En 1948, le Voleur de bicyclette semble être la quintessence du néoréalisme italien alors en pleine gloire, c'est un film populaire qui conte un récit prolétarien. Tourné dans les rues de Rome, conformément aux principes de l'école néoréaliste, avec des acteurs non professionnels (alors que De Sica voulait au départ Henry Fonda, mais ça n'a pas été possible), le film est un peu comme une sorte de semi-reportage sur l'Italie de l'immédiate après-guerre, si réaliste qu'il a été accusé par les communistes, le Vatican et les critiques de montrer un visage trop noir du peuple italien et une image trop misérable et trop désespérante de l'Italie populaire.
Cette histoire aurait pu être une tragédie ou un mélo larmoyant, mais par le talent de son réalisateur, le film est au contraire un film optimiste, c'est un peu paradoxal de dire ça, mais il adopte un point de vue moral étroitement lié à une analyse sociale précise, s'inscrivant ainsi dans la voie tracée par le néoréalisme, et celui de De Sica atteint au réalisme véritable et bouleversant car il est dépouillé de populisme et de naturalisme pour être la peinture d'une Italie en crise, un tableau sincère d'humanité et de sensibilité.

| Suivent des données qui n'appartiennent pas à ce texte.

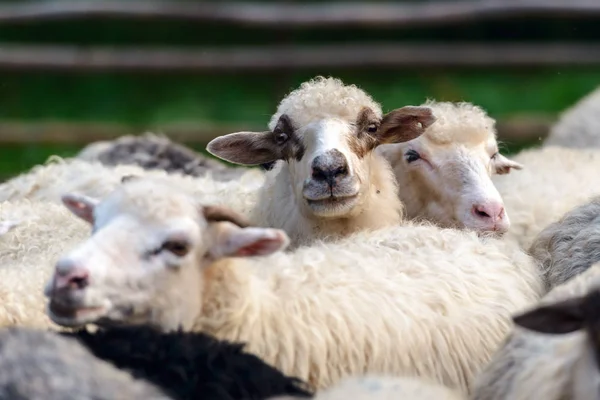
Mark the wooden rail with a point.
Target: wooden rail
(298, 15)
(515, 129)
(293, 57)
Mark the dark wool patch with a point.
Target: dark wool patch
(190, 365)
(160, 153)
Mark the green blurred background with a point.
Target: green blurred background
(151, 101)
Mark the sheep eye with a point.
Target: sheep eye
(281, 137)
(177, 247)
(411, 156)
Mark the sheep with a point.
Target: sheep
(579, 125)
(555, 180)
(533, 364)
(41, 232)
(570, 245)
(384, 388)
(330, 183)
(444, 175)
(403, 300)
(151, 151)
(49, 181)
(188, 365)
(39, 365)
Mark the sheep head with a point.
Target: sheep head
(325, 132)
(445, 174)
(145, 258)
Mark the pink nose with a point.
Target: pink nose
(70, 276)
(489, 212)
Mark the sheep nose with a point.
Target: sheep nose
(330, 166)
(69, 275)
(489, 212)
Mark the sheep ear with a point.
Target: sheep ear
(559, 318)
(220, 214)
(404, 124)
(246, 148)
(230, 240)
(503, 165)
(80, 205)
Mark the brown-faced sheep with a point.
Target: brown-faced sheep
(447, 293)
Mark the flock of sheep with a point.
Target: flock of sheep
(371, 257)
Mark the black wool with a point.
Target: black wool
(189, 365)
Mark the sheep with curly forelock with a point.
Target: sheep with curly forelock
(569, 246)
(554, 181)
(329, 182)
(444, 175)
(403, 300)
(553, 351)
(579, 125)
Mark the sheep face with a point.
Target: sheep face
(567, 316)
(143, 262)
(445, 174)
(326, 144)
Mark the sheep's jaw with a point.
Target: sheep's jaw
(71, 316)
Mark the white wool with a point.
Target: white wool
(579, 125)
(458, 154)
(411, 300)
(384, 388)
(28, 253)
(533, 365)
(324, 97)
(554, 181)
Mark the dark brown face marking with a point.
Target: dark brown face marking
(284, 136)
(404, 124)
(221, 214)
(366, 127)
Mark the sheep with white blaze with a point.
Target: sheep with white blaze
(40, 234)
(444, 175)
(554, 351)
(555, 180)
(329, 181)
(403, 300)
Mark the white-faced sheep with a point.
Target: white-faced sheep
(407, 300)
(569, 246)
(151, 151)
(331, 182)
(384, 388)
(38, 365)
(579, 125)
(555, 180)
(41, 233)
(444, 175)
(565, 365)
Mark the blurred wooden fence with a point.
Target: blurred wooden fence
(281, 17)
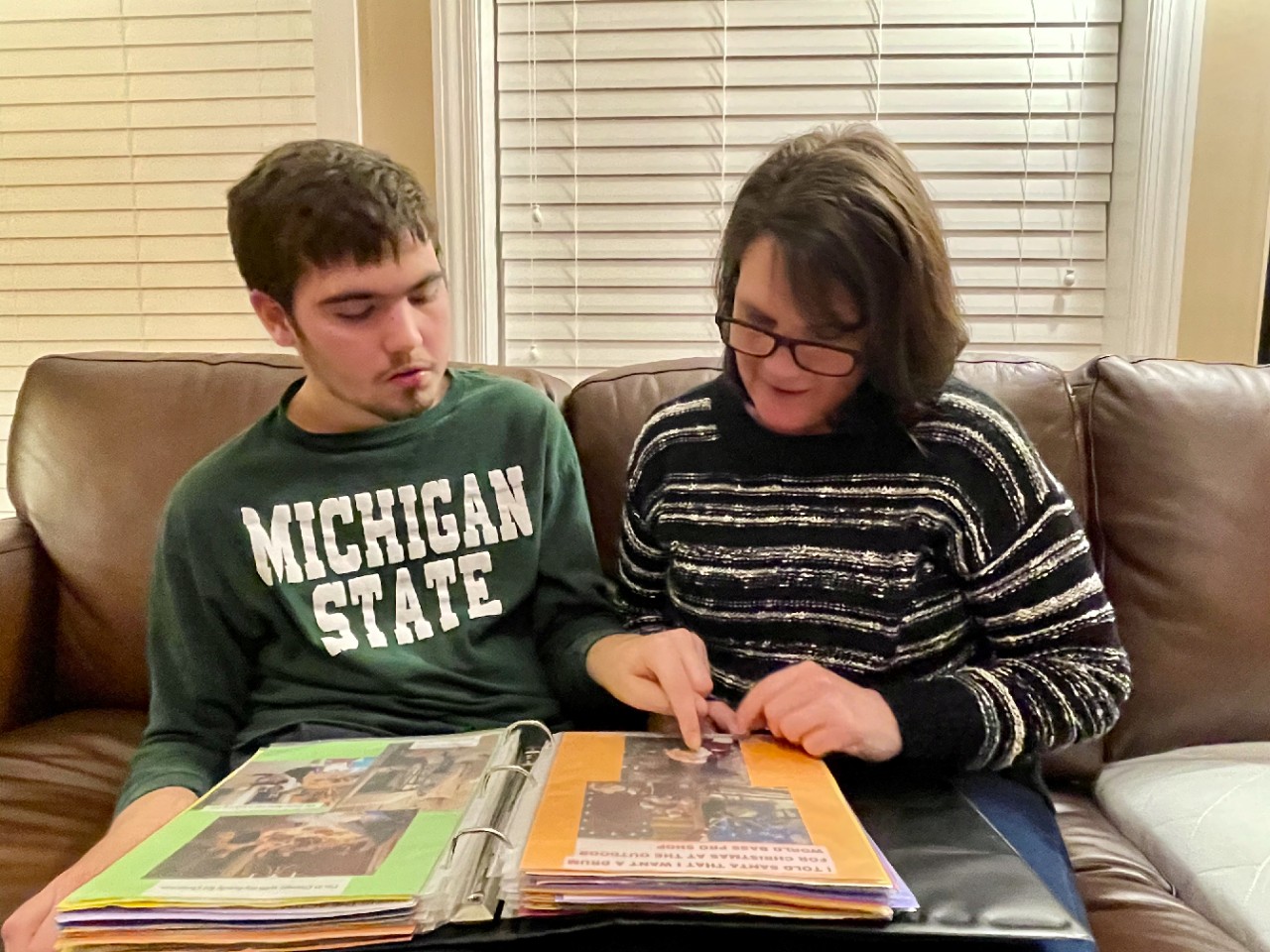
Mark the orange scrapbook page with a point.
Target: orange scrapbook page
(742, 809)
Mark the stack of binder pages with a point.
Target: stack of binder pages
(739, 825)
(327, 844)
(347, 843)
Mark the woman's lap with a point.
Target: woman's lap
(1028, 823)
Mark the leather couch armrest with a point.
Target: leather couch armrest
(26, 626)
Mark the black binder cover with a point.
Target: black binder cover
(975, 892)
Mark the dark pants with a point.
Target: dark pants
(1028, 823)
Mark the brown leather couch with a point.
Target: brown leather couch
(1169, 462)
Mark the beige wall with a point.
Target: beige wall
(395, 54)
(1223, 277)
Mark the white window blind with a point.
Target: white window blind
(625, 128)
(122, 123)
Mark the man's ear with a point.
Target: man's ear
(275, 318)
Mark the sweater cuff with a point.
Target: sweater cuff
(939, 720)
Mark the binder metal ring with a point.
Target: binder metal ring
(541, 726)
(516, 769)
(490, 830)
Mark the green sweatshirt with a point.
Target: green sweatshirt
(430, 575)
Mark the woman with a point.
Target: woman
(871, 551)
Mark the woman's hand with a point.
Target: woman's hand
(665, 673)
(822, 712)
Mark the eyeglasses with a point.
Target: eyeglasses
(824, 359)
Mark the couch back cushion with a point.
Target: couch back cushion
(607, 411)
(1182, 467)
(98, 442)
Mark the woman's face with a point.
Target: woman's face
(785, 398)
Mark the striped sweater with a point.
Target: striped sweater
(942, 565)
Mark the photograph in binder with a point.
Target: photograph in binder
(333, 842)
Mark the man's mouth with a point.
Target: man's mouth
(409, 376)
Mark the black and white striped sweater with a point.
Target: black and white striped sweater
(942, 565)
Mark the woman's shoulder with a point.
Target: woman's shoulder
(691, 408)
(970, 413)
(973, 438)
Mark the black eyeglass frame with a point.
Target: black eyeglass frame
(780, 340)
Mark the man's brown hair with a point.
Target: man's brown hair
(318, 202)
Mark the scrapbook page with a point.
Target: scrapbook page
(334, 842)
(347, 843)
(739, 825)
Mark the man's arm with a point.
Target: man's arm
(198, 653)
(32, 928)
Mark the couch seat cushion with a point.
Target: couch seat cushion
(1201, 815)
(59, 779)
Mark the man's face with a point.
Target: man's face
(373, 339)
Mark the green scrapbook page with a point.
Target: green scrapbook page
(348, 820)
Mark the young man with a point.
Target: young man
(397, 548)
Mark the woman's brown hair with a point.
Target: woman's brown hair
(847, 208)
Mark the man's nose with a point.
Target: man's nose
(404, 327)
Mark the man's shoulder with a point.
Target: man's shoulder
(225, 466)
(495, 400)
(483, 386)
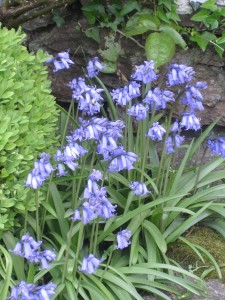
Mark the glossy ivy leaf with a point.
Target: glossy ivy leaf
(160, 48)
(140, 23)
(129, 7)
(203, 39)
(177, 38)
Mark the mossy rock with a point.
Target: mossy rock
(206, 238)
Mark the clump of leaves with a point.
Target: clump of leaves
(28, 119)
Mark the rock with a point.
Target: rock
(208, 65)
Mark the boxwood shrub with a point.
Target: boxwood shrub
(28, 121)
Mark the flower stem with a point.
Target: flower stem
(37, 215)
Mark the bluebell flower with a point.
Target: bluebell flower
(76, 215)
(26, 247)
(158, 98)
(175, 127)
(62, 61)
(95, 175)
(178, 140)
(90, 264)
(121, 160)
(156, 132)
(174, 140)
(106, 145)
(139, 111)
(61, 170)
(30, 291)
(78, 86)
(43, 257)
(123, 239)
(190, 121)
(124, 95)
(88, 213)
(104, 209)
(73, 149)
(169, 145)
(145, 73)
(90, 101)
(121, 96)
(139, 188)
(217, 146)
(34, 180)
(70, 163)
(93, 67)
(179, 74)
(133, 89)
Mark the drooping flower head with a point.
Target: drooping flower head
(139, 111)
(190, 122)
(62, 61)
(90, 264)
(173, 140)
(145, 73)
(93, 67)
(123, 239)
(139, 188)
(121, 160)
(29, 291)
(179, 74)
(156, 132)
(217, 146)
(90, 101)
(121, 96)
(26, 246)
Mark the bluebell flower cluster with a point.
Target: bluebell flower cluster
(42, 169)
(123, 239)
(90, 264)
(93, 67)
(89, 97)
(217, 146)
(139, 111)
(156, 132)
(124, 95)
(29, 291)
(98, 204)
(139, 188)
(30, 249)
(174, 139)
(61, 61)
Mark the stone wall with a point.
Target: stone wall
(209, 66)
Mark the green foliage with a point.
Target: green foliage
(28, 119)
(182, 196)
(135, 18)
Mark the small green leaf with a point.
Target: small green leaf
(177, 38)
(7, 94)
(160, 48)
(203, 39)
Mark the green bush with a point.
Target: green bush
(28, 119)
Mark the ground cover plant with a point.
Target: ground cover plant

Des années plus tard, on voit ce film avec un oeil différent, on est sans doute plus sensible au scénario bien construit, avec ses rebondissements constants et son ton tragi-comique qui jouent sur un aspect comique ou sur le pathétique, car derrière transpire un côté mélodramatique. On est touché par l'histoire de cet ouvrier marqué par le destin, qui s'enfonce inexorablement dans le cauchemar du chômage, sous le regard d'un enfant qui est comme sa conscience. La fin est donc déchirante, car Antonio Ricci est écrasé par des règles du jeu qui lui échappent, condamné à l'échec et à une triste condition prolétarienne.